Appelle ton Père ! (Méditation de Mat 26.36-45)
Jésus avance vers ce destin maintes fois annoncé à ses disciples, pleinement assumé mais qu’il reste maintenant à vivre. Il s’enfonce sur ce sombre chemin d’angoisse et de solitude. La descente aux enfers commence ici. Arrivé au jardin, il laisse ses compagnons. Le gros de la troupe reste ici tandis qu’il va là-bas (36).
Un peu plus loin, il se dépouille un peu plus encore demandant à sa garde « reprochée », Pierre, Jacques et Jean de s’arrêter à leur tour. Là où il va, là-bas, il ne peut être entouré, compris, soutenu. L’expérience de la solitude, de l’abandon, l’angoisse et le submerge maintenant : Mon âme est triste à en mourir (38).
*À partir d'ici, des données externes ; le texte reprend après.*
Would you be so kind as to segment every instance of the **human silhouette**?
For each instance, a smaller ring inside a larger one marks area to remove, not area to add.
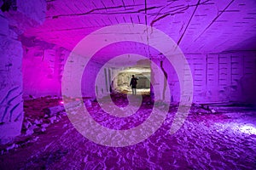
[[[131,79],[131,82],[130,82],[130,87],[131,86],[131,91],[132,91],[132,94],[136,95],[136,87],[137,87],[137,81],[138,79],[134,77],[134,75],[132,75],[132,78]]]

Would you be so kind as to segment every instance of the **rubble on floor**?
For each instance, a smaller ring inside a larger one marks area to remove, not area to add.
[[[125,99],[121,94],[112,96],[119,106],[127,105]],[[131,146],[113,148],[96,144],[79,133],[61,101],[50,98],[25,101],[22,134],[1,146],[1,169],[255,168],[256,112],[252,107],[242,110],[241,105],[236,111],[236,107],[221,110],[224,105],[193,104],[183,127],[171,135],[170,125],[178,106],[172,104],[162,127],[151,137]],[[154,104],[143,96],[142,109],[132,123],[124,118],[116,124],[114,118],[99,110],[96,100],[86,99],[84,103],[95,120],[119,128],[125,123],[132,128],[147,119]]]

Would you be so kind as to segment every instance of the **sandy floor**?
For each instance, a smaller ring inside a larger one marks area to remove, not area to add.
[[[141,122],[150,110],[149,104],[144,105],[136,119]],[[22,137],[16,143],[19,147],[3,151],[0,169],[256,169],[256,110],[199,114],[202,111],[192,108],[183,126],[171,135],[176,110],[171,107],[151,137],[119,148],[90,141],[62,116],[46,132]],[[108,118],[93,110],[95,119]],[[114,126],[106,120],[109,127]]]

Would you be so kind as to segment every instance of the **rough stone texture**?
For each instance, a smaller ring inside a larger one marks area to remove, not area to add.
[[[23,121],[22,47],[20,42],[6,35],[11,31],[2,14],[0,18],[7,25],[0,36],[0,142],[4,143],[20,134]]]
[[[22,45],[18,36],[28,26],[42,24],[45,15],[45,1],[32,3],[37,4],[14,1],[9,10],[0,12],[0,143],[8,142],[21,130]]]
[[[116,97],[118,105],[125,103],[124,98]],[[26,114],[34,123],[40,119],[40,108],[55,105],[57,100],[50,98],[26,101]],[[89,110],[102,126],[126,129],[147,119],[151,107],[144,103],[131,117],[122,119],[105,113],[96,102]],[[230,108],[209,114],[194,105],[183,126],[170,134],[176,110],[177,105],[172,105],[160,128],[148,139],[126,147],[97,144],[79,133],[67,116],[62,116],[44,133],[28,135],[5,148],[0,168],[255,169],[255,110]]]

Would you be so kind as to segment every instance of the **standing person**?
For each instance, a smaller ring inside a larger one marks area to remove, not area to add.
[[[138,79],[134,77],[134,75],[132,75],[132,78],[131,79],[130,86],[131,86],[131,91],[132,94],[136,95],[136,86],[137,86],[137,81]]]

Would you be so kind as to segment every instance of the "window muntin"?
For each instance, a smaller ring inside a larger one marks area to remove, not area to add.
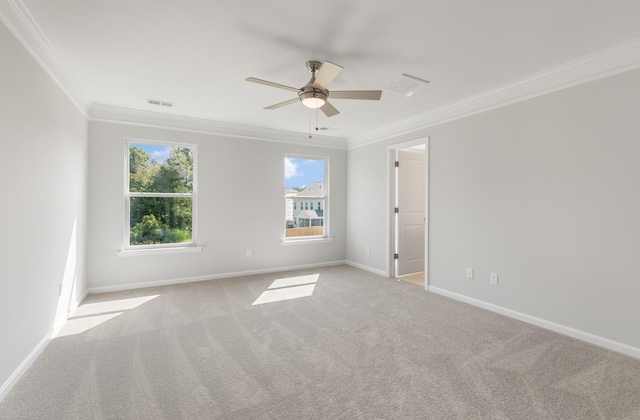
[[[293,208],[285,215],[285,240],[328,236],[328,163],[327,158],[285,156],[285,208]]]
[[[195,151],[193,145],[126,142],[128,249],[195,243]]]

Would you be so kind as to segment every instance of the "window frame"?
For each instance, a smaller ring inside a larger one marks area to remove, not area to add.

Son heure est arrivée. A bien y regarder, au bout du chemin de Gethsémani, dans ce là-en-bas terrifiant, quelqu’un a suivi Jésus. Ce n’est pas Dieu qui reste désespérément lointain et silencieux… Qui est-ce ?
C’est toi, c’est moi, lectrices, lecteurs ! Nous sommes introduits dans ce huis clos, dans cette enclave de solitude et de souffrance pour nous tenir silencieux, attentifs au Seigneur priant le Père. Nous sommes invités aux premières loges de l’angoisse du Christ. Nul autre que nous, observateurs croyants ou non, n’a assisté à cette scène affligeante où le sauveur du monde perd la maîtrise de ses émotions et se répand en chagrin.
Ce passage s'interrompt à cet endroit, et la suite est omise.